当時30前だったヤモチ君が来てくれた。
当時は結構細身で髪の毛も少し長めだったのが、
なんと身体が凄く大きくなって、髪も短い。
最初、まったくわからなかったほどだ。
ヤモチ君は、都内から地方都市に転勤で
7年前に移動して、そのまま別の会社に
転職したらしい。
丁度その頃、身体を鍛えようと思って
彼の住むそばに偶然見つけたボディビルジムに
入ることにしたと言う。
もっとカジュアルなジムに、と思ったけれど、
場所が遠いのと、どうせやるならと
そこを選んだらしい。
そこで彼に付いてくれたのが、ヤモチ君より
8歳くらい年上のボディビルダー。
地方大会でかなり上位に入っている選手だったらしく、
ちょっと引き気味だったヤモチ君だったけれど、
ジムには人も少なく、きちんと初歩から教えてもらい、
それからぐんと伸びたのだそうだった。
なんとうちの店に来た頃よりも
20キロも増えたのだと言う。
ジムに入って5何ほど経ち、トレーナーの
大会の祝賀会があった帰り道に
他で二人で飲もうと言われ、
飲みに行ったら、そのあと田んぼの畦道の
中でキスをされたのだそうだ。
結婚もしてるから、まさかと思ったけれど
「すまん。
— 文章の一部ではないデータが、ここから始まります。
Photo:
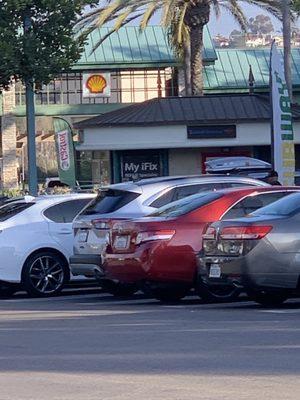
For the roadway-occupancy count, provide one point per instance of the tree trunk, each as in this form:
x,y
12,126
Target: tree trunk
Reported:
x,y
196,59
287,45
187,69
酔っているから。
でも、入った時から可愛いと思ってた」と。
ヤモチ君のそれからの日々は、
彼のことでいっぱいになった。
でも深入りすると、自分が傷つくことは
目に見えている。
とは言え、週5回のトレーニングは
楽しみだけど、あのあと彼は普通に
振る舞っているらしい。
彼はゲイなのか、バイなのかわからない。
「頑張ってお前も大会に出ろよ」
そんな言葉を言ってくれるたびに、
『出たら、抱いてもらえますか?!
そんな言葉をグッと殺して
トレーニングに励む日々だそうだ。
少し虚しいけれど、ゲイ小説のような
流れに、少しクラクラさせられた。